Soil Fertility and the Magic of Compost

Soil Fertility and the Magic of Compost

By Cynthia Averett, VINES Urban Farm Manager

Your garden soil is more than just dirt; it contains all the food your plants need to grow. Just like people, your plants need a balanced, healthy diet; they need
water, nutrients, minerals, and even living things like worms and bacteria. Some of the nutrients that plants need to grow are nitrogen, phosphorus, and potassium, and some other things like calcium, magnesium, and sulfur.

These “plant foods” are too small to see, but there are many ways to tell if your soil is healthy. You could pay for soil tests, but you can also tell the health of your soil just by looking at it! Healthy soil should be dark in color, should break apart and crumble in your hands, and should be full of worms and other bugs. In both of the pictures below, the soil on the right is much healthier than the soil on the left.



Plants will take nutrients from the soil as they grow, and over time you will need to add some of these nutrients back in. One of the best ways to do this is with compost.
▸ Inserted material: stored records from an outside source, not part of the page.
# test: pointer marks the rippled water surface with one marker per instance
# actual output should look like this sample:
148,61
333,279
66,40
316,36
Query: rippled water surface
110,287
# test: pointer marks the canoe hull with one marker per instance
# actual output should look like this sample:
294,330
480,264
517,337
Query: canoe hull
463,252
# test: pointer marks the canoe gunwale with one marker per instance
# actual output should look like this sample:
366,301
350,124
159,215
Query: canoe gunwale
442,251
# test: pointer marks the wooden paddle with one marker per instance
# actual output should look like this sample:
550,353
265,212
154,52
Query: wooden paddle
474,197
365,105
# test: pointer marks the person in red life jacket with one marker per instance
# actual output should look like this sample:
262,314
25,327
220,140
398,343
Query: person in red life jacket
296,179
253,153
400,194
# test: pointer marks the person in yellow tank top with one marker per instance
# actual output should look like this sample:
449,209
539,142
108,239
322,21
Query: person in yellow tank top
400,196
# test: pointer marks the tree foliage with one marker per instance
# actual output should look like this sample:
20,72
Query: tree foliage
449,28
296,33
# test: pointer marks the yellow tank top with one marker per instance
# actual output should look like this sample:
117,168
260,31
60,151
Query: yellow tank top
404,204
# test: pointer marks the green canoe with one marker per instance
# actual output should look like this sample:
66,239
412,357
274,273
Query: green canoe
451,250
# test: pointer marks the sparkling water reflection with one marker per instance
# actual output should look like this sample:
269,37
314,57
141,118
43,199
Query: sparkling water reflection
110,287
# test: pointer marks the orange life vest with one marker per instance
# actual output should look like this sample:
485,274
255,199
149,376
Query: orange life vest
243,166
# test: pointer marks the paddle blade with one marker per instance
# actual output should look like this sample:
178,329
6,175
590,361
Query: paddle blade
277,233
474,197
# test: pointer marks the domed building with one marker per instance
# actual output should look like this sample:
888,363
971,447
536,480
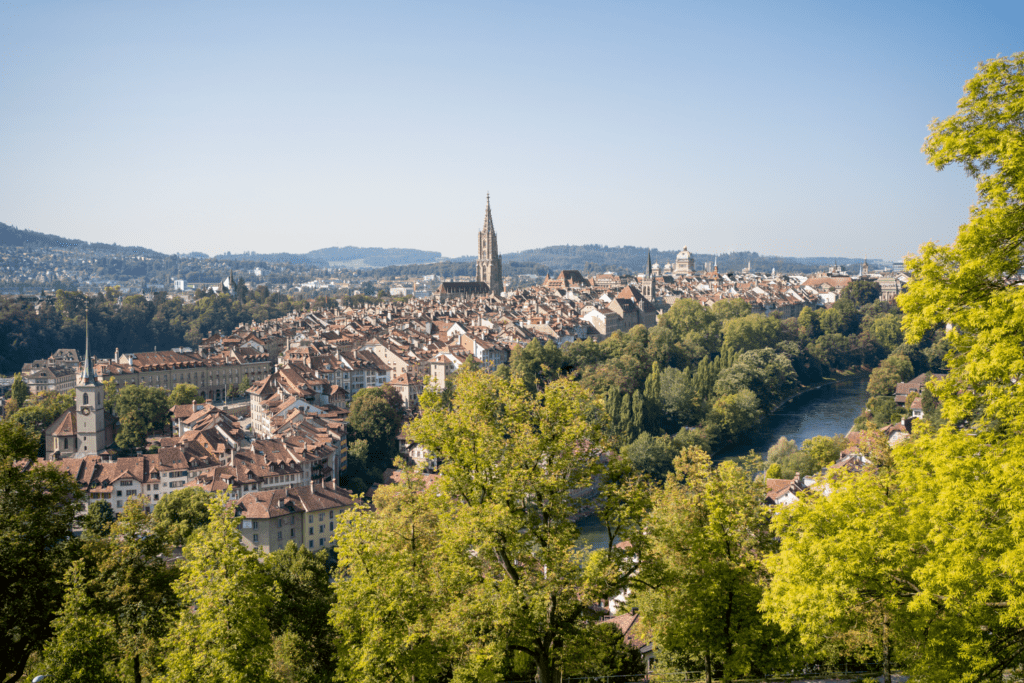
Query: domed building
684,263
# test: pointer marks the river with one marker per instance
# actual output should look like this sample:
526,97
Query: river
825,411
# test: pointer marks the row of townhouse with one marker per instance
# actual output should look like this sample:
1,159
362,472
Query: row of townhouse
213,375
415,342
213,453
303,515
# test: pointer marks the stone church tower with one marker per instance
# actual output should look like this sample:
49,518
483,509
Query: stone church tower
488,263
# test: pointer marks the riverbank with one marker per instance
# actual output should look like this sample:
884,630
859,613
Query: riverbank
827,408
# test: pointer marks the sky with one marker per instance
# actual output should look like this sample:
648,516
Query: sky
786,128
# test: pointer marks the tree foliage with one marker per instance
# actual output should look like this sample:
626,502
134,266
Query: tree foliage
709,532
Compost is organic material that has decomposed (broken down) over time, and is full of the nutrients and living things that your plants need. Many farmers call compost “black gold”, it’s that important! Compost can be made from animal manure, food scraps (except for meat, dairy, and oil), leaves, lawn clippings, wood chips, and anything that used to be alive. Make sure to avoid using “raw manure”, which is manure that hasn’t been broken down yet. Raw manure is too “hot”, which means it contains too many nutrients, especially nitrogen, and it can hurt your plants.
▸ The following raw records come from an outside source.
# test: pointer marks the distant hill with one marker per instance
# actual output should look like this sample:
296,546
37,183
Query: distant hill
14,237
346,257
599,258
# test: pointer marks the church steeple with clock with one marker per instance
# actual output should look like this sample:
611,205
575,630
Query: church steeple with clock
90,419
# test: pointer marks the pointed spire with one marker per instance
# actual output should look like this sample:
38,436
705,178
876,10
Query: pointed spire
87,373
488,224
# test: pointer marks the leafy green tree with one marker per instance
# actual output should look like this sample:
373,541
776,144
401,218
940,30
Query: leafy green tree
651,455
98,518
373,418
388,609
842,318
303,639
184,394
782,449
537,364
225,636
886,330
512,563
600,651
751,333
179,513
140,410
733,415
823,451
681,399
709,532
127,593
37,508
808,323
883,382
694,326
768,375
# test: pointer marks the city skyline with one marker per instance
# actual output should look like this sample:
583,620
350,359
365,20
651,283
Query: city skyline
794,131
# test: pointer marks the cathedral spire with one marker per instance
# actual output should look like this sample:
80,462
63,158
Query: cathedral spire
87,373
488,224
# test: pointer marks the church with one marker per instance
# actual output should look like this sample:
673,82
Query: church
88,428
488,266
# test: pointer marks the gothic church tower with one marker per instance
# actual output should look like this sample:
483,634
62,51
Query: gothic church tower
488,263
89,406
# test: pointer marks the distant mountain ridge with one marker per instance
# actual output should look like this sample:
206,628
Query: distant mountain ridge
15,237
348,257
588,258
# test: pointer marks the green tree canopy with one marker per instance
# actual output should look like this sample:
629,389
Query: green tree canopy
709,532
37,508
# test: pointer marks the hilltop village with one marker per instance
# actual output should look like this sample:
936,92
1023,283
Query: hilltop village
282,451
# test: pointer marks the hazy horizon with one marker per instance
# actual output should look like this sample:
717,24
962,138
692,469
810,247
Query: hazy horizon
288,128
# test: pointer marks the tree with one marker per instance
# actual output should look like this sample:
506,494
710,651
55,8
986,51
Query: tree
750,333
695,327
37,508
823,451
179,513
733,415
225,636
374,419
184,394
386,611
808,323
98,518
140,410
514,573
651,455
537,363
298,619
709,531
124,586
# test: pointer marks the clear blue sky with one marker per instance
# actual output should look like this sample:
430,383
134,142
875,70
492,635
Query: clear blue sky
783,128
You can buy compost from garden stores or farms, and you can even make your own compost at home. To learn more about composting at home, check out this list of resources from Cornell Cooperative Extension.

To use compost in your garden, add 1 or 2 inches to your entire garden before planting in the spring. You can gently mix it in with the soil, or leave it right on top and let the worms and microbes do the work! You can also add compost in the fall when your garden is done, and whenever you are going to replant.